The rain kept intensifying. It was obvious that there wasn’t any more fun to be had in Gijón, so we skedaddled to the car. We passed street after street, and soon I could hear the sound of human voices in the distance, accompanied by a drum. Who on earth was singing in this weather? We turned a corner and came upon a group of about 50 people, all wearing blue and white shirts. A girl was pounding a simple rhythm on a drum and the rest of the people, mostly men, were singing at the top of their lungs. It sounded like a drunken, disheveled pep rally. These were sports fans from Galicia; their team was playing against Asturias that day.

The wind and the rain continued to pick up strength—very soon becoming dangerous. The only time I have experienced comparable weather was during hurricane Sandy.

“I’ll go and get the car, you guys wait here,” D said, like a true hero, and ran off into the storm.

The rest of us took cover under the entranceway of a bank. The winds roared, traffic lights swung too and fro, and pedestrians ran for cover. After five minutes of waiting, a group of teenagers joined us in our little shelter. We talked and then lapsed into silence. More time passed. The weather only grew more vicious. It got so bad that I began to be afraid for D’s sake. What if a branch fell on him? What if he was knocked over by a gust of wind? Such questions didn’t seem unreasonable as I watched a man stumbling in the street, his hands raised to protect his eyes from the rain. And indeed, I later learned that this storm caused some significant damage to the town. It was a spectacular thing to see.

Ten minutes went by; then fifteen. Just as I began to consider going out after him, the car pulled up.

“He’s here!” we cried, as we ran to the car and hopped in.

“Let’s get out of here,” D said.

We retreated. Our next stop was our hotel in Oviedo, only 40 minutes away. By the time we arrived there, the weather had turned from a tempest to a calm night.

Addendum: Cut short by the storm, we missed the most notable sight in Gijón: the Universidad Laboral de Gijón. This is a massive building—the biggest in Spain, measured in area (270,000 m2), dwarfing even the Cathedral of Sevilla (11,520 m2) and the Monastery of El Escorial (32,000 m2).
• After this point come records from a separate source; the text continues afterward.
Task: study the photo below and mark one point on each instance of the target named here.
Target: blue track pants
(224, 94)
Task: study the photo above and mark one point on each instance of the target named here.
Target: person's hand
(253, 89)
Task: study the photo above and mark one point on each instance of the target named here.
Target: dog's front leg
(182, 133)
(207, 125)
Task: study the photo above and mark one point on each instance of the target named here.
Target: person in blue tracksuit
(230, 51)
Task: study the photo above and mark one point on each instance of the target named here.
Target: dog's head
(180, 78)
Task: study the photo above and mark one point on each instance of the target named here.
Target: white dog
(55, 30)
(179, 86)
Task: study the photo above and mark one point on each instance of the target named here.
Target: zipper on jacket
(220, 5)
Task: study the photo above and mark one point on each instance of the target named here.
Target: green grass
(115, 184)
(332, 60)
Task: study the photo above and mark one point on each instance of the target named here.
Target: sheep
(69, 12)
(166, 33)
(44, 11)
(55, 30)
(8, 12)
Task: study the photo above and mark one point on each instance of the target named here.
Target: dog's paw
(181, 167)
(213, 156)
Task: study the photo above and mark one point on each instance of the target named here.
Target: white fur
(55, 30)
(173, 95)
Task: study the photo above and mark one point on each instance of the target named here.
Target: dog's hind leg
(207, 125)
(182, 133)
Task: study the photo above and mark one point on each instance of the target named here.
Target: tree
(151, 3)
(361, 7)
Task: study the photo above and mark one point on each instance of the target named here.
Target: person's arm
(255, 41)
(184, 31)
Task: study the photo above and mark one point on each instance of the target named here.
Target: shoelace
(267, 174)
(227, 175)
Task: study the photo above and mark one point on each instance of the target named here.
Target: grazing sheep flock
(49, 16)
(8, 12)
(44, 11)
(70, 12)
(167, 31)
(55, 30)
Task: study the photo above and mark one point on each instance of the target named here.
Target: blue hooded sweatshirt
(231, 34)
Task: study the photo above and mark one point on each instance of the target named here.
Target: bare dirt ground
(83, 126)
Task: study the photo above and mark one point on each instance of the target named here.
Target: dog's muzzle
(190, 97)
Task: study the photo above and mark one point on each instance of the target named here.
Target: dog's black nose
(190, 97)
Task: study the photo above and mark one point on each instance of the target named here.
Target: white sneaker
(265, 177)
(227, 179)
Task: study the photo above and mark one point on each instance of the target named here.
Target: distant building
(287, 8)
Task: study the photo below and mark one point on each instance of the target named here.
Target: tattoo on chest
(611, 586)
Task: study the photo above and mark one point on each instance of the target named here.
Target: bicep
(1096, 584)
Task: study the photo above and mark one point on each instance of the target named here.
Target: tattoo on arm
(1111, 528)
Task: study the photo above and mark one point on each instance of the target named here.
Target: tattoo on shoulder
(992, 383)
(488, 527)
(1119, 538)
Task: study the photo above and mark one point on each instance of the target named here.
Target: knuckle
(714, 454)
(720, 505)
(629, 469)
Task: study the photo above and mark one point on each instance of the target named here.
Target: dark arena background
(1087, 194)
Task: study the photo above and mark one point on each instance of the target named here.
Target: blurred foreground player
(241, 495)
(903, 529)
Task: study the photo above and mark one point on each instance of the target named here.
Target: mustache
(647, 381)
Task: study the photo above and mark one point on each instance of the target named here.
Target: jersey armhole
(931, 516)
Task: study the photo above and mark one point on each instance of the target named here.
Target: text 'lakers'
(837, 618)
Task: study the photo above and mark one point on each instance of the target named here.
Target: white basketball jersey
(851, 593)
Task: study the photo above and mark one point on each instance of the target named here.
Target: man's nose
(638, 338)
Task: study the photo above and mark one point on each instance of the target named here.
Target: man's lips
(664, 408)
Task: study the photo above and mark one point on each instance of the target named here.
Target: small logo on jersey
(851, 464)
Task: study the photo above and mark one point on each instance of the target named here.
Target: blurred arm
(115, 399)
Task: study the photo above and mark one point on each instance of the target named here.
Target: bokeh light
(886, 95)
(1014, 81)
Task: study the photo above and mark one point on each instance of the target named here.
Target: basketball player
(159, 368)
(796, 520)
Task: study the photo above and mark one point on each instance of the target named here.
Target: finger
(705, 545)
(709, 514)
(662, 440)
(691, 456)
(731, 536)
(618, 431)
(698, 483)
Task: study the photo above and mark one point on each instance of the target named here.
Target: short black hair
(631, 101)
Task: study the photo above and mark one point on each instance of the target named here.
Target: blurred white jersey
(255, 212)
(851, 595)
This is no accident. Construction began shortly after the end of the Spanish Civil War, in 1940, and the building is imbued with the ethos of Spanish nationalism. In style, it is a deliberate imitation of—or homage to—Juan de Herrera’s design of the Escorial. In this way it is oddly reminiscent of the infamous Valley of the Fallen: another post-war monument on a massive scale, laden with Spanish symbols. Nowadays this massive building complex is home to a host of institutions—an art center, a music school, and as a branch of the University of Oviedo.